Can you elaborate on this?

I can't. Here's the link to the publication in German https://www.tagesspiegel.de/gesellschaft/elektrosmog-europa-... and https://www.tagesspiegel.de/gesellschaft/mobilfunk-wie-gesun...

Tagesspiegel is usually a good newspaper but this reasoning is are very light in facts. They should stick with uncovering lobbyism.

>with people generally not needing more data

I don't see that anywhere. All the data has shown average Data usage per user is still increasing YoY. And as new younger population comes to age, replacing older generation which are less tech savy, Data usage will only continue to grow for the foreseeable future.

We certainly do not want to pay more, but I have never heard anyone who does't want more data, assuming they are not on unlimited plan.

So who will pay for it? The customers won’t directly pay more. In Germany lobbying towards subsidies is underway. I assume either that will be successful or we just have to wait until UTMS investments paid off...

The users will paid for it, without noticing. Carriers don't paid the billions in one go and hoping to recoup their investment. It hasn't been working like this for long. Your Carriers basically sign agreement to rent lot of things. Rent for Datacenter, Rent For Fibre if they are not an ISP themselves ( Which is very rare now ), Rent for Outbound Network Connection, Rent for all the Cellular site ( That is why property pricing has an effect on Mobile Pricing ), Rent for the Retails Shops, Rent for Spectrum, Rent for the Services Agreement with Infrastructure provider, which today is either Huawei, Ericsson or Nokia. Along with their own staff. As you see they are all pretty much a fix cost to achieve a services level requirement by law.

You have been paying for the Services agreement to Infrastructure, and as long as you continue to paid, under the accepted condition Huawei, Ericsson and Nokia will continue the hardware and software investment as well as Network tuning.

So if you are paying $100 per month, and $30 had been going to Nokia / Huawei / Ericsson, as long as you paid the same, there will be money for future upgrade.

And one of the reason why you see many countries has Carriers consolidated to three, becasue the nature of carriers business requires certain minimum amount of revenue to be sustainable.

Note: Of coz this is an over simplified description. But it basically shows you don't need to paid a lot more to get 5G.

If the hardware companies already get their rent, what incentivized them to invest so much in 5G r&d ?

Because if they don't have something new, the rental will drop. And Carriers are always asking for more capacity, there are also lots of improvement for the backend which makes ( or suppose to ) things cheaper and easier to manage, most of them normal users don't get to see.

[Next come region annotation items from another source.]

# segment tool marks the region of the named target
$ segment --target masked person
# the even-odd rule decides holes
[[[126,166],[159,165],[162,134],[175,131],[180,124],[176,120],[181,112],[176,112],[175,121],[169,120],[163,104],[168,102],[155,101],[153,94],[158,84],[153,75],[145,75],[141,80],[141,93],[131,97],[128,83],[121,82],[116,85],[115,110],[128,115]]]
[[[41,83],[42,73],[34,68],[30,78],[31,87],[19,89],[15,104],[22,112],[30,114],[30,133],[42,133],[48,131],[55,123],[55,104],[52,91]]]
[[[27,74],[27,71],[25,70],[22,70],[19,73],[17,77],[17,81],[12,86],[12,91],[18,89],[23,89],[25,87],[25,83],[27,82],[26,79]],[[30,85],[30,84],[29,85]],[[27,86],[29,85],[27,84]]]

I don't think there is a killer use case for 5G yet, but I don't mind. I think the performance improvements alone are worth it. It's hard to predict the future, and while often there are points of diminishing returns in technology (which maybe Apple is experiencing right now) I'm personally not sure we are there yet in terms of speeds and availability of computing power for cellular networks.

> I don't think there is a killer use case for 5G yet

Why do you need a specific killer use case for more bandwidth and lower latency? That helps almost all applications.

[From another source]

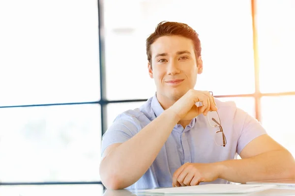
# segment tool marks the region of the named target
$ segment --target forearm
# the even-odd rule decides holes
[[[178,121],[168,109],[110,152],[101,163],[102,179],[115,183],[112,186],[116,189],[136,182],[152,164]]]
[[[221,168],[220,178],[231,182],[246,182],[293,178],[295,177],[295,162],[287,150],[266,152],[240,160],[216,163]]]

Isn't that more or less what the rest of the comment says?

One thing I always wonder: your typical cell plan (that I'm familiar with) with, say, 6 GB per month would be completely used up within, what, 5 minutes or less? And then you can either pay more or wait for next month? What's the point?

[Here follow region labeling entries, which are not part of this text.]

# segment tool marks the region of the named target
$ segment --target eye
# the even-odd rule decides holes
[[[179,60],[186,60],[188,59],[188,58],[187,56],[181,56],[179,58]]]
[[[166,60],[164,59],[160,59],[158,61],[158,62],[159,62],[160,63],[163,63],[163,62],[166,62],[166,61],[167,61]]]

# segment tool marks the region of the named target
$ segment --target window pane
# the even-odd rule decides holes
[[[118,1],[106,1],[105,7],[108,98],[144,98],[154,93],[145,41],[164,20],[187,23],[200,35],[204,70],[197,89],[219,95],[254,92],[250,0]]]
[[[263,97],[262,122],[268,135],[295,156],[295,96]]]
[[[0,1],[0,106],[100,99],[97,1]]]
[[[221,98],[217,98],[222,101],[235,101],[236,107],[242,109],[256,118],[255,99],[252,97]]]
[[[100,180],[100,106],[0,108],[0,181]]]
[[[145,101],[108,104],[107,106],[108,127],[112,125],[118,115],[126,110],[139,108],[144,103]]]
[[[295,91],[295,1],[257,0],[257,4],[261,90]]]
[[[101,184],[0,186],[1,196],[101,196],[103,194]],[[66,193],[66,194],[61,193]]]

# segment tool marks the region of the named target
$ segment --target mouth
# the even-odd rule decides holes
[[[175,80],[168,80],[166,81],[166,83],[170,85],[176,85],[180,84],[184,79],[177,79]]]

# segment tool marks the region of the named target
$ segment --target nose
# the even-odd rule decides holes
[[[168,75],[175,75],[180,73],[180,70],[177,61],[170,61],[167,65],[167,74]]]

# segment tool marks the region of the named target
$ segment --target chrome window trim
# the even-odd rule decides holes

(Yes, and presumably they'll increase the cap, but even a 100x increase would give you 1 full day of usage per month.)

I though LTE was supposed to encapsulate all future generations of mobile network. Isn't LTE standing for Long Term Evolution?

Phone makers need something new to justify as a new feature to sell those $1000 phones.

'LTE generation 4.3' just doesn't have the same ring to it.

But isn’t 5g really short range? Isn’t there a big problem with the frequency being blocked even by human skin?

I agree with this, but in a sense it's also rather underwhelming: there's no killer use-case right now that would be instantly popular and economically viable were it for just a bit more faster, even lower latency IP connectivity emanating from the same four companies' installations everywhere. Every idea is just the industry and pundits' wishful thinking, where modest and grand visions mingle in our imaginations before likely suffering an underwhelming end -- probably poor execution, or a nonexistent business model. Except, of course, cloud gaming.

But that's where the economics get fuzzy too. Building out all these base stations will be an enormous cost. Mainstream consumers may tolerate modest price increases for connectivity, but much fewer will bear significantly higher prices, or spring for significantly better plans. Such a market segmentation would also dampen the consumer excitement for use-cases as well.

To get around this, corporations who want to ensure connectivity for their application will push to become MVNOs and offer captive access to the corresponding product, so that the end-user doesn't have to pay the cost directly. This works best when they control the hardware too. Vertical ecosystems will proliferate, where the experience can only be consumed using the corresponding hardware.

It's not hard to imagine the likes -- and competitors -- of an always-connected successor to the Nintendo Switch, streaming games from a nearby server farm using a captive MVNO, or one of the many Amazon or Google's decidedly non-gaming, 'smart hub' devices that ensure their own connectivity without the need to put them on your Wifi. This has serious implications for privacy and business models too: it will be commonplace for devices to be connected to the home base by default in a way that's difficult to thwart, but correspondingly license and authorization servers will always be reachable, so DRM-enforced subscription business models can continue to thrive.

But the issue is, you can already do the entire latter part -- the always-connected home hub, or the always-on DRM captive media player with LTE or lower, but it's not yet done. Why? Because people willingly join them to their Wifi for free. 5G will have to fit into the holes left by existing alternatives, and do it at a price point or cost structure that makes sense.

I expressed my view before [1] that most of the hype surrounding 5G is the industry's own buzz -- likely to get investors excited -- and then amplified by tech journalism, whether intentionally or unwittingly. It greatly remains to be seen how much its deployment lives up to its big expectations.